Says Daniel Greenberg, a Washington journalist who has written extensively on science policy: "The Bush administration has interests — ideological, theological and compliant to some industries — that are its preoccupations. Scientists have an inflated sense of themselves if they think the administration has anything against them in particular as it pursues its goals in ways that disregard their views."
Scientists and politicians have disagreed throughout history, of course, going back at least to the post-World War II debate over the future of atomic weapons. In one famous episode, Manhattan Project chief Robert Oppenheimer, who opposed the development of more powerful bombs, lost his security clearance after dramatic congressional hearings in 1954.
In his recent testimony, for example, Satcher detailed his own losing battle to garner President Clinton's support for needle-exchange programs, which were supported by studies as a way to cut HIV infections.
Koop testified that though he faced opposition in addressing AIDS, he was fortunate in having the support of President Reagan. "Over the years since I left office, I've observed a worrisome trend of less-than-ideal treatment of the surgeon general, including undermining his authority at times when his role and function seem abundantly clear," he said.
He testified that if he had been impeded in the same way as his successors, some of his most important work — including reports on smoking and health — "would never have happened."
Says Princeton's David Goldston, former chief of staff for the House Science Committee under now-retired Rep.

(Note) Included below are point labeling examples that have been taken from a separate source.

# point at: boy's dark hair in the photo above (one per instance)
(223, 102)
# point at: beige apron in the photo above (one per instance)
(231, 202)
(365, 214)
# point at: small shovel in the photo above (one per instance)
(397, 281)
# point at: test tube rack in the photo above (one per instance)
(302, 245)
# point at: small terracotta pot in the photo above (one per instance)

Sherwood Boehlert, R-N.Y.: "As politics have gotten more and more polarized, everyone has to claim their views are objective, pure and factual, which means they are pulled into the scientific side. Most of these issues are largely values questions, but no one wants to discuss those, so we end up with baroque debates about science."
The storm over stem cells
The most contentious subject may be President Bush's position on embryonic stem cell research. These are master cells that scientists hope can one day be used to make rejection-free transplant tissues. Opponents of the research decry the destruction of embryos that occurs when the cells are harvested in the laboratory.

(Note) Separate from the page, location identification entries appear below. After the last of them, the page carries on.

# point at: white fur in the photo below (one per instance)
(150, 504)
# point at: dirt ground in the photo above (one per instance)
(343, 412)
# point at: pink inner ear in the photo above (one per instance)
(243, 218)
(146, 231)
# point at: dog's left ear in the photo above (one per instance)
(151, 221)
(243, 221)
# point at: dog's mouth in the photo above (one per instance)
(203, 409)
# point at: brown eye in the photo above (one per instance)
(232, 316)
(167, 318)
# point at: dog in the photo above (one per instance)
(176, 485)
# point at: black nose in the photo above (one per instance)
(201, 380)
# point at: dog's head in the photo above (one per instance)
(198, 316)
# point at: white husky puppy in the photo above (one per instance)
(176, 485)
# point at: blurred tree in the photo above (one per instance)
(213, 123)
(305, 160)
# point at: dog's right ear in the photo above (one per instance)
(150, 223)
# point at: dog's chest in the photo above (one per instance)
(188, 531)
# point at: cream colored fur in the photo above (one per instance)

Bush decided early on that federal money would be given only for research on existing stem cell colonies, or lines. Scientists argued that the number of cell lines therefore available for funding (originally supposed to number more than 60 but actually less than two dozen) were insufficient for research.
"If we are to find the right ways to advance ethical medical research, we must also be willing when necessary to reject the wrong ways," Bush said last year as he vetoed legislation that would have expanded such research.

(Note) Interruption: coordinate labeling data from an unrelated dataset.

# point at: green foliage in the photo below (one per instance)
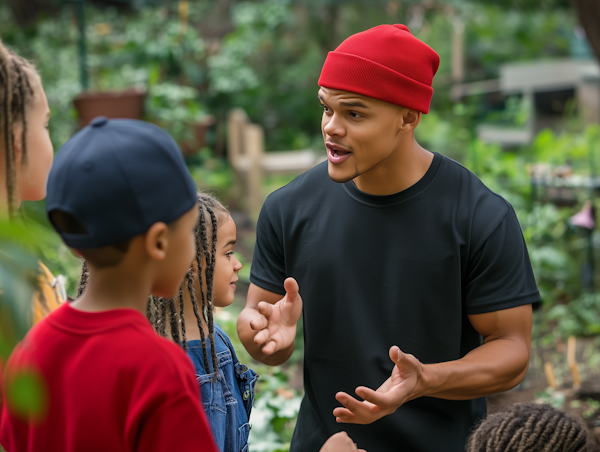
(274, 414)
(27, 395)
(19, 271)
(551, 397)
(580, 317)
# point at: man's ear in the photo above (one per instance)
(18, 142)
(157, 241)
(410, 120)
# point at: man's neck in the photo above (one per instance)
(401, 170)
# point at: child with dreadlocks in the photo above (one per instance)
(530, 427)
(25, 156)
(226, 385)
(110, 383)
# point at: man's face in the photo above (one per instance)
(360, 132)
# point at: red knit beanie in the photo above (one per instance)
(385, 62)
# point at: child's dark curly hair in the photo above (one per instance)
(162, 310)
(529, 427)
(16, 94)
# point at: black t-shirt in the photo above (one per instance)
(377, 271)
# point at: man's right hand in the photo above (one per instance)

Says Greenberg: "I'm sure George Bush doesn't give a hang about stem cells, but he does what he has to do to please his supporters."
The Union of Concerned Scientists, an environmental and science advocacy group, has begun a campaign to "protect the integrity of science." Scientists and Engineers for Change, which included dozens of Nobel laureates, campaigned against Bush in 2004.
"Don't think the problem is going to go away," Goldston says. "With politics more polarized than ever and a lot of these issues just continuing forward, efforts to frame science in debate are now inherent to our system."
Science's Kennedy and others believe the bruising battles between scientists and politicians can be left behind, without permanently damaging their relationship. "We have a lot of real problems and there is too much to be gained by working together," Kennedy says.
But others are more cautious.
"The danger comes when (science) gets to be seen as simply politics by other means," Shapin says. "Why trust it then?"